Durum böyleyken Adana'da tarım işçilerini taşıyan 14 kişilik bir minibüsten tam 35 tarım işçisi çıktı. Işçilerin canı söz konusu olunca ne kurallar dikkate alındı ne de sosyal mesafe korunuyor. Koronavirüs tedbirleri kapsamında araçlarda artık %50 kapasiteyle yolcu taşınması gerekiyor... Yani o araçta sadece 7 kişi olması gerekiyordu.
Araç sürücüsüne 44 bin 452 lira, 35 yolcuya da 789'ar lira para cezası kesildi. Ekipler başka minibüs çağırarak işçileri evlerine gönderdi.
Emeğinden başka bir geçim kaynağı olmayan, tarım işçileri balık istifi şekilde araçlarda taşınıyor, hiçbir önlem alınmadan çalışmaya zorlanıyorlar.

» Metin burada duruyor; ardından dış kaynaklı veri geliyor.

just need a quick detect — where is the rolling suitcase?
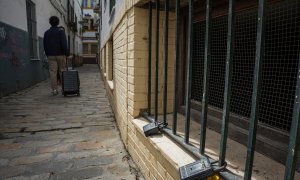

Üstüne üstlük, bunun faturası işçilere kesiliyor para cezası olarak...
Salgınla birlikte daha da zorlaşan koşullarda büyük riskleri barındıran geçici çadır yerleşimlerinde konaklamaya ve tarlada, bahçede çalışmaya devam ederek üretim sürecine katılmaya devam ediyorlar. Ayrıca, birçok mevsimlik işçisinin konakladığı geçici çadır alanlarında uzun zamandır belgelenen yetersiz ve insani olmayan yaşam ve barınma koşulları işçilerin ve ailelerin sağlıklarını etkiliyor ve onları salgın karşısında daha da riskli duruma itiyor.